No plano econômico, o recente acordo com o FMI é a decisão mais importante por duas razões. Em primeiro lugar, porque implicará novamente um grande endividamento acompanhado de cortes drásticos. Em segundo lugar, porque ativa o tradicional mecanismo de acumulação de capital que a oligarquia argentina usa para receber dólares, apropriá-los e depois praticar a fuga de capitais.
O ataque às políticas de memória e reparação da ditadura é outro frente aberto por Milei. Rompendo o consenso de quatro décadas, ele não apenas questionou o genocídio, mas também está tentando sufocar os centros de memória, reduzindo ao mínimo seu pessoal, como lembra a historiadora Paula Klachko. Em nossa visita ao icônico Museu da Memória ESMA, situado na sinistra Escola de Mecânica da Armada, foi exatamente isso que o pessoal nos transmitiu.
Os impactos de tudo isso já são evidentes nas condições de vida de alguns setores sociais: perda do poder de compra da massa assalariada, sendo especialmente doloroso entre os aposentados e aposentadas; aumento exponencial de pessoas dormindo na rua… Há outros impactos que ainda não se percebem, mas que serão sentidos a médio prazo e serão devastadores, segundo Feierstein, como a deterioração da malha viária ou do sistema científico do país.

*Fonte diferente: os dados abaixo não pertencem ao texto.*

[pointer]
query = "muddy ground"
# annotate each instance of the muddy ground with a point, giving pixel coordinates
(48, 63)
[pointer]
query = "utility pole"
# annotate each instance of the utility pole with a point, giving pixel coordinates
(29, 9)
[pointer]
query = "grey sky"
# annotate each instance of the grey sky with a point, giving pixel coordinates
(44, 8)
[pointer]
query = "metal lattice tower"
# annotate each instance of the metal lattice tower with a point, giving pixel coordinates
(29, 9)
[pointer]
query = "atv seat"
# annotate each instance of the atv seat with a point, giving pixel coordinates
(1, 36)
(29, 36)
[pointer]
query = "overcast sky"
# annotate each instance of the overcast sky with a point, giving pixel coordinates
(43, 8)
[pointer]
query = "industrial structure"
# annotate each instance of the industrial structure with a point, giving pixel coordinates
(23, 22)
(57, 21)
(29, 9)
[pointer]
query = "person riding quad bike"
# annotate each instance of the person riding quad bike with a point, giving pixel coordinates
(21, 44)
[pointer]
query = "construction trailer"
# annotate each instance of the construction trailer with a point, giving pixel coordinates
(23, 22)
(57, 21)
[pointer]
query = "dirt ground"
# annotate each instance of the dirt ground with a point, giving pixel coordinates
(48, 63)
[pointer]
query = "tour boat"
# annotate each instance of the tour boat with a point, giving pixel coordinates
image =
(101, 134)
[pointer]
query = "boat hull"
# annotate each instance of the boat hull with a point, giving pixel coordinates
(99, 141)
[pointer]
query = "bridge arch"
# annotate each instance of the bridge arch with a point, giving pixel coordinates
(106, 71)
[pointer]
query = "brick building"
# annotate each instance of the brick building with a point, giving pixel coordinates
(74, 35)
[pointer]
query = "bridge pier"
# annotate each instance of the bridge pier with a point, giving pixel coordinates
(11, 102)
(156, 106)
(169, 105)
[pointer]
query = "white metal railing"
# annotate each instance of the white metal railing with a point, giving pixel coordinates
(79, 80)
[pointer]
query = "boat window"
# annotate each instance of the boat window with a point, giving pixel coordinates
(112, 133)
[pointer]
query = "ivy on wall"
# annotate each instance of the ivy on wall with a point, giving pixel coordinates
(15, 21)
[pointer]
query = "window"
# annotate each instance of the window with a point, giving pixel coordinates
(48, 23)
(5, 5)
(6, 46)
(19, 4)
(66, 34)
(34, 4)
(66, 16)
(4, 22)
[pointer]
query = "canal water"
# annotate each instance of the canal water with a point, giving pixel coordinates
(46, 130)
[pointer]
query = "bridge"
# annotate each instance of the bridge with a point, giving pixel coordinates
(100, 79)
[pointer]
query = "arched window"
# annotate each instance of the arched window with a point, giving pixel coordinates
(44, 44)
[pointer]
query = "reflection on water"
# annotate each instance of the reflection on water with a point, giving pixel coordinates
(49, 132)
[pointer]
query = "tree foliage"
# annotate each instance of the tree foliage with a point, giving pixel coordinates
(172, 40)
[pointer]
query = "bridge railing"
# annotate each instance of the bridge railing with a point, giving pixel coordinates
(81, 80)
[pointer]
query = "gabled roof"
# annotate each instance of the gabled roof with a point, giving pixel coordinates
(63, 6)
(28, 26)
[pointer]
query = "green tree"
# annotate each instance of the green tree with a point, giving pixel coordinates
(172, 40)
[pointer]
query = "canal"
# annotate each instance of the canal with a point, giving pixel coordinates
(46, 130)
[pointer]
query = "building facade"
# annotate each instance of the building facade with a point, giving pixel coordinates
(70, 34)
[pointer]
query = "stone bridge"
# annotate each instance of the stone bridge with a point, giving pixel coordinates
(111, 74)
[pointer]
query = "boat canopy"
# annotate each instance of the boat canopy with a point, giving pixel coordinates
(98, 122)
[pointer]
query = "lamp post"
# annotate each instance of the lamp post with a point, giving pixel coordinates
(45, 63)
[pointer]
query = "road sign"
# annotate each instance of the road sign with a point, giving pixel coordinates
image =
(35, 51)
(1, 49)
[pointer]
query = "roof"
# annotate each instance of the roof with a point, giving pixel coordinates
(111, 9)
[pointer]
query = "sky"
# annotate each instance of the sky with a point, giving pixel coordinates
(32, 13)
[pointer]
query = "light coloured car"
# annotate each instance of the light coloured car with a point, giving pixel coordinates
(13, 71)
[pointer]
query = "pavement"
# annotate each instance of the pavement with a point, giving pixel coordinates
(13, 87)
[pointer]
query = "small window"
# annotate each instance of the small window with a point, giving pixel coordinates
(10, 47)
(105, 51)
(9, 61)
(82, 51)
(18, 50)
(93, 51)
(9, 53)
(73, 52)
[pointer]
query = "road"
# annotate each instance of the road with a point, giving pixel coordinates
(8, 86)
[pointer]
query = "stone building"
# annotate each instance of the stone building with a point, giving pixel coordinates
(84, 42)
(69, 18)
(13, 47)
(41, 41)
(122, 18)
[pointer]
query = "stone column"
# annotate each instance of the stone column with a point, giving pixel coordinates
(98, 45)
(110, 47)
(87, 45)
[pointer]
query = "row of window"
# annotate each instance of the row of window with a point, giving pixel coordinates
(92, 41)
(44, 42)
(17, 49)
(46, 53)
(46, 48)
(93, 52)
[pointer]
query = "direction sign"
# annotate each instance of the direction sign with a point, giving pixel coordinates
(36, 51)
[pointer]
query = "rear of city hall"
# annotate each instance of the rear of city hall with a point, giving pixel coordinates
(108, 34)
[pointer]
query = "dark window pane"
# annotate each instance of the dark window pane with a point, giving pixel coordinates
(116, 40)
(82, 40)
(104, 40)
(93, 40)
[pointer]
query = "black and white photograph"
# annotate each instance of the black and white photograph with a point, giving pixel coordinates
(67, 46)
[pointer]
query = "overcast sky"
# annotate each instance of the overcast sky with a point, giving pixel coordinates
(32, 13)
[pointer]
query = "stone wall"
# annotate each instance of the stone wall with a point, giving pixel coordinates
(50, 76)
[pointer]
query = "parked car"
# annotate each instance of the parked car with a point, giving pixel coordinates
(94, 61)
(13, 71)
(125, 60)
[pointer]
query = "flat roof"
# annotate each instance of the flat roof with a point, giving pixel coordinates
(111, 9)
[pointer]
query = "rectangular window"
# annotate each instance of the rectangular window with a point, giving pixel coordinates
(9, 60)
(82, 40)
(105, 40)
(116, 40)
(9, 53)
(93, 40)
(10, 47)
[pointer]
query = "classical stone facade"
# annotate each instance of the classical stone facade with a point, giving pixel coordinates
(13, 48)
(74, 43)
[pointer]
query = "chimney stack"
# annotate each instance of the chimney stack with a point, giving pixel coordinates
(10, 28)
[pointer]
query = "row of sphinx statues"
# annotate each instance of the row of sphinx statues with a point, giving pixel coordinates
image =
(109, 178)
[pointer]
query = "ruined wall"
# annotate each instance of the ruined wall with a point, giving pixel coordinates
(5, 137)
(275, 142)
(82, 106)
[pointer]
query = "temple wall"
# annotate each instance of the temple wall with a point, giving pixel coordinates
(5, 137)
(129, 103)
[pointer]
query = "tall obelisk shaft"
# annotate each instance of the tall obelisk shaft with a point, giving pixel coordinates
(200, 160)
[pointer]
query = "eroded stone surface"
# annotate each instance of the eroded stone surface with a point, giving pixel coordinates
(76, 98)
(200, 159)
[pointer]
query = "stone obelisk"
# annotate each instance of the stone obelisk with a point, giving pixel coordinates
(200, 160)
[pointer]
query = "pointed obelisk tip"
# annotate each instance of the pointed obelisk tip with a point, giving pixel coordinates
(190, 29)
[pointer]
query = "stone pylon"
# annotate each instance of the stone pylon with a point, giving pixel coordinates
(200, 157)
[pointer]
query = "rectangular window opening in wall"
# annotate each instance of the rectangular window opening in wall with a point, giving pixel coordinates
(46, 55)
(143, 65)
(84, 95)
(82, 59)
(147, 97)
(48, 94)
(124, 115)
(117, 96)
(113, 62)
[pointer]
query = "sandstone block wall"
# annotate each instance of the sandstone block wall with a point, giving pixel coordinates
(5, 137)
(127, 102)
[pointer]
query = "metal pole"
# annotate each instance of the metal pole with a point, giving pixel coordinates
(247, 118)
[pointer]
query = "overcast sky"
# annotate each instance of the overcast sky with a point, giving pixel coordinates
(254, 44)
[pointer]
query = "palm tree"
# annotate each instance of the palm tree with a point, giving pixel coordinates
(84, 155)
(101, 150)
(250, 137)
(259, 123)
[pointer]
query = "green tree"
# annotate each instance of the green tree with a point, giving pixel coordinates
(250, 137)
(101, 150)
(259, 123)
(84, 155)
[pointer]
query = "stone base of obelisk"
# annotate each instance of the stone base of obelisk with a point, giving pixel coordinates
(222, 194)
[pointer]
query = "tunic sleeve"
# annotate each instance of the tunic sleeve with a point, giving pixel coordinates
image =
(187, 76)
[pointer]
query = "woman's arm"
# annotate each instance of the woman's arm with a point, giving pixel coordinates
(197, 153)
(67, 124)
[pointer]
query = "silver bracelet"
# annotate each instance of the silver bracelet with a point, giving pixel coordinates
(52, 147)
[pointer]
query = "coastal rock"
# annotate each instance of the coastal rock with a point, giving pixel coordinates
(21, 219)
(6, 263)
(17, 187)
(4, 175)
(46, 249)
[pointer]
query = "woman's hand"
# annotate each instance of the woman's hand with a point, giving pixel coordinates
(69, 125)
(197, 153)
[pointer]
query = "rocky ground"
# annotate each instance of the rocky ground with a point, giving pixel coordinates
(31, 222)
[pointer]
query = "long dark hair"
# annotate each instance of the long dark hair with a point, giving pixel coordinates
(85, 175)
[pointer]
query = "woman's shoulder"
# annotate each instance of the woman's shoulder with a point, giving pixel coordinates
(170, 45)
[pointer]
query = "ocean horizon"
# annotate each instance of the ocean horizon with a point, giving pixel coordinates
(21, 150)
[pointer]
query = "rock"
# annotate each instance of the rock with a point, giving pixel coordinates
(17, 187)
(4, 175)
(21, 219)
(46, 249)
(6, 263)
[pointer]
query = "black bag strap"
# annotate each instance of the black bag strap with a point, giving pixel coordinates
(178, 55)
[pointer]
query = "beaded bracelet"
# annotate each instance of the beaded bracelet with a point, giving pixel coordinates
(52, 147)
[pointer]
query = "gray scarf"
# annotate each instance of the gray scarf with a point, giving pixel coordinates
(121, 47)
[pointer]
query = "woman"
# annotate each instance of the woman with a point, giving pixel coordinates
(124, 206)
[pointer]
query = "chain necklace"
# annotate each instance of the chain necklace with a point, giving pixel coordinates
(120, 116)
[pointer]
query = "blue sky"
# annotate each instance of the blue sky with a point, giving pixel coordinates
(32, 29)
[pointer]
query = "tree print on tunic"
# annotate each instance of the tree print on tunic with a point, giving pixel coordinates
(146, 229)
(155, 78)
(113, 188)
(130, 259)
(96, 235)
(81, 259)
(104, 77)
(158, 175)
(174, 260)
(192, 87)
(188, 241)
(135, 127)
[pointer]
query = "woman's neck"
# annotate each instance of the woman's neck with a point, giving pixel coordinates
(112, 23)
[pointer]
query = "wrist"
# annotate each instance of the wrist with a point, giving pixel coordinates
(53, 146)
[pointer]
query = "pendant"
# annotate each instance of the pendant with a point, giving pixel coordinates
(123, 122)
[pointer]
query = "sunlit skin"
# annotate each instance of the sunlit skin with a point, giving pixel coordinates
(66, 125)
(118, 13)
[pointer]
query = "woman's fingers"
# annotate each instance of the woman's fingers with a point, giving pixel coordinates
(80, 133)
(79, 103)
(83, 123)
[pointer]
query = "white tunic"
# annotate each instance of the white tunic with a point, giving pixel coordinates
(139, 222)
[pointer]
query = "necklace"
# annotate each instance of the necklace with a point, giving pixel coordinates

As inúmeras medidas aplicadas por Milei desde o início de seu governo operam sob a lógica da “doutrina do choque” (Naomi Klein), pela sua profundidade e rapidez, buscando nocautear o campo popular e progressista. Isso é combinado com um aumento da repressão sob o guarda-chuva do ‘Protocolo Bullrich’, instrumento legal para reprimir com contundência os protestos sociais. A violência desproporcional empregada semanalmente contra as mobilizações de aposentados e aposentadas é o exemplo mais paradigmático.
Neofascismo? O mais novo e preocupante no modo de agir de Milei e seu governo é o salto qualitativo na forma de se relacionar com o adversário político, o que abriu o debate sobre seu possível caráter neofascista. Para o filósofo ítalo-argentino Rocco Carbone, Milei se diferencia da direita tradicional (do ‘macrismo’) porque não reconhece o antagonista político. Ele suprime seus direitos, representando uma experiência política não democrática, como ele expõe em seu livro Fascismo psicotizante. Isso explica o discurso de ódio contra o diferente que caracteriza a política comunicativa presidencial e a política da “crueldade” como dispositivo de gestão governamental. Como diz Gervasio Ramos, “não apenas se demite as pessoas de seus empregos, deixando uma família sem renda, como também se zombam publicamente delas”.